A last moment of tension before getting out of French Guiana. I had to be officially stamped out of the country. If you skip this step, it raises flags in the next country as you request an entrance stamp. Ok, now I had to find the National Police HQ and have an exit stamp applied to my passport. While waiting for the passport to be reviewed and exit stamp added, a car rolls up and the day officer from the bridge walks into the building. My lucky day. The officer was actually on good behavior and I took the opportunity to ask his colleagues if there was a night officer by the name I provided earlier in the day. At this point the exit stamp was in my passport, so busted the chops of the day officer for giving me a hard time earlier. I said good day to the helpful officials and left. I was officially out of the country. Of course I didn't bring up the lack of liability insurance.

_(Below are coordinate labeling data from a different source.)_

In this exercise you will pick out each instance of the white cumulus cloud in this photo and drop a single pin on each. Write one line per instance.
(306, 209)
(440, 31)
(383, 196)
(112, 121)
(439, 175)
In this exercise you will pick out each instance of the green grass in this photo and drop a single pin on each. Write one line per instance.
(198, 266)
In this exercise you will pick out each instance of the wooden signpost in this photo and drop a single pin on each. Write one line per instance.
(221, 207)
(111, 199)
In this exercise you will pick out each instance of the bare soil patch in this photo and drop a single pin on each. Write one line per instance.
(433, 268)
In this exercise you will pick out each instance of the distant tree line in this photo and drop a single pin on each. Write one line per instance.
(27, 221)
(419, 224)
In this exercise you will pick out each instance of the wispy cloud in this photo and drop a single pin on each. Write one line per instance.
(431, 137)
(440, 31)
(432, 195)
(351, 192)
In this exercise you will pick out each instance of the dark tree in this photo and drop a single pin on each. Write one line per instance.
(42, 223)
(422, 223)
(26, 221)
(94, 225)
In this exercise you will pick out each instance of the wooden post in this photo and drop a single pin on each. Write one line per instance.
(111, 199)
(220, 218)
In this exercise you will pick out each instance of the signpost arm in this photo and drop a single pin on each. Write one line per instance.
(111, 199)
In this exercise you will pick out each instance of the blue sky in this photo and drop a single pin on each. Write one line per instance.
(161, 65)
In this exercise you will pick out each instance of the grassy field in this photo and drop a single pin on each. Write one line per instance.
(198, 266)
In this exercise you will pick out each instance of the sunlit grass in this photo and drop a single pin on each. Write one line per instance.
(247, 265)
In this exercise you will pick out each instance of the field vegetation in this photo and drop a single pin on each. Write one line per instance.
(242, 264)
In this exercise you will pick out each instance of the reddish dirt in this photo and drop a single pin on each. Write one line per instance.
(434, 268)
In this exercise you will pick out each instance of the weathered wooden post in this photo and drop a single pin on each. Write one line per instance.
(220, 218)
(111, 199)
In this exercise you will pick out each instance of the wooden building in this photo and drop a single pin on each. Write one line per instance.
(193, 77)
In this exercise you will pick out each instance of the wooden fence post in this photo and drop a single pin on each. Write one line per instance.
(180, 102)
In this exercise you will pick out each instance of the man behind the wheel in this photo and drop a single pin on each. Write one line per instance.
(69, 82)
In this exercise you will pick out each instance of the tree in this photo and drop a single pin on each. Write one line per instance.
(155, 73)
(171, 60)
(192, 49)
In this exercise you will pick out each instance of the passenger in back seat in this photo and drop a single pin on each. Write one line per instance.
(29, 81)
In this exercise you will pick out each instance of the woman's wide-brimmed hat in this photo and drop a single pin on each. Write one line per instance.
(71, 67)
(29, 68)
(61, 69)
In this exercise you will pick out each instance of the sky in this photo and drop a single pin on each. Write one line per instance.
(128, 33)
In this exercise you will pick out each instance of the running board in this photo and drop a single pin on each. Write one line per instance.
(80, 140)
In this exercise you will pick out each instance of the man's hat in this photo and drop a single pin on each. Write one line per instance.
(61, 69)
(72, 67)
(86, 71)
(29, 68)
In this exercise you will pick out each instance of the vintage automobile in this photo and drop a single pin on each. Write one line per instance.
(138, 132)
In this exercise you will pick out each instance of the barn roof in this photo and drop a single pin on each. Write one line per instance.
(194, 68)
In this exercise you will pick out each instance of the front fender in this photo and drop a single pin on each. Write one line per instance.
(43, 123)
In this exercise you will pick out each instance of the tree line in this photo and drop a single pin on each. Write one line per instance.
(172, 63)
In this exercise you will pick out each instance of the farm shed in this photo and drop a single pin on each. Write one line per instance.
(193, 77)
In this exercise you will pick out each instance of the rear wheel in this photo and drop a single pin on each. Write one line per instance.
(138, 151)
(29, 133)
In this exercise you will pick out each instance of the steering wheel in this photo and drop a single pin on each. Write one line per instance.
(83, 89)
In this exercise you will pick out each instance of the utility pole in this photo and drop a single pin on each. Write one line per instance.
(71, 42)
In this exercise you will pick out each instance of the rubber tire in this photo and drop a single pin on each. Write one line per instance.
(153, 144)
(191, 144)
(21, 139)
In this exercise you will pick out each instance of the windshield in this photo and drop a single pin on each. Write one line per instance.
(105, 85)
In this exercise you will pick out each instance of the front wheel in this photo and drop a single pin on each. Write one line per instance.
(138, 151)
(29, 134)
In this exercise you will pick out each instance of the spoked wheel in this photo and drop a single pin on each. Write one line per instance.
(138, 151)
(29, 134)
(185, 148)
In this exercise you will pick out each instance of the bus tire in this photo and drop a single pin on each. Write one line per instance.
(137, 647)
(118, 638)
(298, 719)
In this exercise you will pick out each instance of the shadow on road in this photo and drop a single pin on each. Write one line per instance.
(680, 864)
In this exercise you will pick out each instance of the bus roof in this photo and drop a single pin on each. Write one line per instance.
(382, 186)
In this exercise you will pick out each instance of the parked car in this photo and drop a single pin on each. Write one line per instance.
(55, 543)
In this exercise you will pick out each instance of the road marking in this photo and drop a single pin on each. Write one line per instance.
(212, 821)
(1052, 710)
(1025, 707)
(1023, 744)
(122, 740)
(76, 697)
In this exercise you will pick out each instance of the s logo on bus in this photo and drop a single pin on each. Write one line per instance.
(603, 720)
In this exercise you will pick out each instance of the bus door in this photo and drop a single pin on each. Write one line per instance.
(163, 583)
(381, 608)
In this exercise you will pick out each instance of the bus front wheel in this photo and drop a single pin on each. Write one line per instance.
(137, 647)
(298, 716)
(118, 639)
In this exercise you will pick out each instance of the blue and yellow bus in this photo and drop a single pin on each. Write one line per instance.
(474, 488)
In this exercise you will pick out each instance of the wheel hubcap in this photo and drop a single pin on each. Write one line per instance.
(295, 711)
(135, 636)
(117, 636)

Now I had to get across the river. I had spoken with a boat captain the night before and arranged passage for me and the motorcycle. At one point I pitted one captain against another to get the best price. I tipped a few guys how helped load the motorcycle a few dollars and I was soon motoring across water and back to Brazil. we motored up the river we passed under the bridge that was "not operational"

Oiapoque is the point of enter on the Brazilian side. The Federal Police station was not difficult to find and their limited hours of visa processing (mid-day only) worked out well. I had kept my temporary motorcycle importation permit open when I left Brazil for Guyana, so all I needed was a entrance stamp in my passport. I was traveling using my Irish passport, so a visa was not required. For those that are traveling with a US passport it is necessary to get a visa at a Brazilian embassy or consulate before reaching the border.


  1. Thanks again for the updates, went to see the same bridge to nowhere, but after dark crossed to Oiapoque, all worked out good
    the biggest hassle was entering British guyana without Yellow fever vac, the easiest French guiana, they did not ask for anything and took 2 minutes to enter! and no bike papers were asked for

    1. Cool. I had the opposite experience. I was not asked for Yellow Fever Card (which I have) in Guiyana and was asked for insurance entering French Guiana (finding term insurance is impossible to find...) Congratulations and safe travels.

  2. Buen viaje mi amigo! La mejor de las suertes :-)

  3. Nice meeting you today at BMW's dealer at Barra. Hope everything works out well. I'll check your blog to see how your trip goes. Good riding! Pedro.

    1. The Barra dealer screwed up. I had a chipped chain gear (the samll gear in the front.) Power Motors in Sao Paulo identified the problem and had the parts to fix it. Thanks for your help!